Artwork for the Hopi Festival poster was created by Wallace Lomakema from the Village of Walpi.

Photo/Wallace Lomakema

Artwork for the Hopi Festival poster was created by Wallace Lomakema from the Village of Walpi.

FLAGSTAFF, Ariz. — The 8th annual Hopi Arts and Cultural Festival, which takes place Sept. 30 — Oct. 1, is an opportunity for visitors and residents to experience Hopi art and culture at its best.

Sponsored by the Hopi Tribe Economic Development Corporation (HTEDC), which seeks to improve economic development for the Hopi people, the festival showcases Hopi artisans and dance groups in an outdoor and family friendly atmosphere in downtown Flagstaff.

The festival takes place in Heritage Square from 9 a.m. to 5 p.m. both days. The celebration of Native cultures includes social dances, music and traditional and contemporary art. Artisans include potters, carvers, weavers, painters and notable artists.

Entertainment includes the Kwang’toi’hooyam (Flagstaff dance group, Shungopave Dance Group (Hopi dance group), Ryon Polequaptewa (Hopi flute player, drummer and singer), Living Traditions (Hopi hoop dancer) and Ed Kabotie (flute, guitar player and singer).

Demonstrators include Garrett Maho (Hopi potter), Justin Secakuku (Hopi textile weaver), Julius Pochema (Hopi Kachina doll carver) and Annetta Koruh (Hopi wicker plaque weaver).

The design for the t-shirt and poster, which are available for sale, was made by Wallace Lomakema, who is from the Village of Walpi and a member of the Flute and Deer Clan.

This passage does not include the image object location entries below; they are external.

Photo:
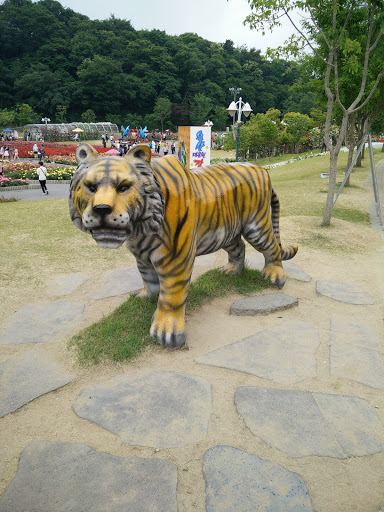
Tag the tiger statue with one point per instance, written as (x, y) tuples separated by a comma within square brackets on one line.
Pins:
[(168, 215)]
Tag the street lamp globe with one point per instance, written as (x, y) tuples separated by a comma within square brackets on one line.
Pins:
[(239, 107), (232, 109)]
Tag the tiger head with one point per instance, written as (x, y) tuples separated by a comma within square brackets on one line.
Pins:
[(113, 197)]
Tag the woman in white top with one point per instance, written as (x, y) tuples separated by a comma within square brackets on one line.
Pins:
[(42, 174)]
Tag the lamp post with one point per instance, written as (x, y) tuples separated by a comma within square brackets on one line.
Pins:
[(46, 120), (239, 107), (235, 91)]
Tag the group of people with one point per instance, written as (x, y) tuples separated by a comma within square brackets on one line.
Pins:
[(155, 146), (9, 153)]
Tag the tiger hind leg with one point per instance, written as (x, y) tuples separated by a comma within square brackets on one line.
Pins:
[(236, 256), (264, 241)]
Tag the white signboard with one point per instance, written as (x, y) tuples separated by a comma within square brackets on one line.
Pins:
[(200, 146)]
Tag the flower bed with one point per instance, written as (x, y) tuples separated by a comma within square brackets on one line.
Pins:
[(62, 159), (25, 170), (25, 148), (12, 182)]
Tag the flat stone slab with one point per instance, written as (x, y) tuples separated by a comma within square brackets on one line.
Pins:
[(263, 304), (27, 376), (119, 282), (238, 481), (256, 261), (341, 292), (63, 477), (311, 424), (284, 354), (65, 284), (355, 352), (162, 409), (41, 322)]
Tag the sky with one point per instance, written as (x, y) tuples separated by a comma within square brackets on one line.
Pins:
[(214, 20)]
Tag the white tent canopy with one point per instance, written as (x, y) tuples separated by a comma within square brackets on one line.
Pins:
[(64, 131)]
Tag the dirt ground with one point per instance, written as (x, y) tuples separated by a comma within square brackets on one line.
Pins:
[(335, 485)]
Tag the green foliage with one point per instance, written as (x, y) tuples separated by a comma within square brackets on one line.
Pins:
[(125, 332), (88, 116), (200, 109), (22, 114), (53, 57), (162, 110), (61, 113), (297, 125)]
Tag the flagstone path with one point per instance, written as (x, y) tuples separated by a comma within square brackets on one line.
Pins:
[(166, 410)]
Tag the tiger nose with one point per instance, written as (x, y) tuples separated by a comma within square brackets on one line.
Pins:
[(102, 209)]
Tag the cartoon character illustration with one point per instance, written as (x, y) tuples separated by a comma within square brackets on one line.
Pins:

According to Lisa Talayumptewa, event coordinator for HTEDC, Lomakema refers to himself as a rookie artist and market participant.

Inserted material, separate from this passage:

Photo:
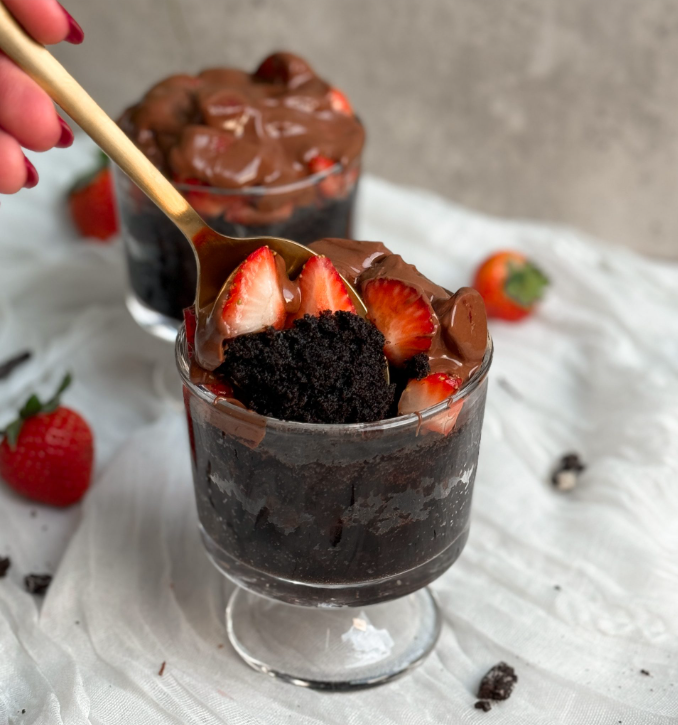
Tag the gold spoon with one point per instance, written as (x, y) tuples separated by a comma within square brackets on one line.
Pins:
[(215, 254)]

“However his achievements prove otherwise,” Talayumptewa said.

Over the years, Lomakema has attended many fairs and markets including the Tuhisma Market; the Heard Museum Indian Fair and Market; the Museum of Northern Arizona Annual Hopi Festival; Arizona State Museum; and the Southwest Indian Art Fair.

“His participation in these events has awarded him two honorable mentions, three first place awards, an award of excellence, a director’s award and a best of show,” Talayumptewa said.

Lomakema realized his artistic ability as early as his elementary school days. Over the years, he tried various crafts including Hopi jewelry, leather crafts and molding sculptures from clay. None held his interest and for many years he did not practice any of the crafts.

It was not until much later in life, at the urging of his daughters, that Lomakema decided to try his skill at creating pictures using Prisma colored pencils after sharing a booth with a Hopi artist who shared her knowledge with him at the Santa Fe Indian Market.

Lomakema completed a big picture for his daughters and realized that he could still draw and paint. He currently also produces all occasion gift cards.

Talayumptewa said Lomkema is happy that his hands are still steady and his mind able to provide him a creative vision.

“Mr. Lomakema is 82 years young and the proud winner of this year’s Hopi Festival poster contest,” Talayumptewa said. “Thank you, Mr. Lomakema, for sharing your talents with us.”

Talayumptewa said the event aims to bring together communities and visitors to learn from one another.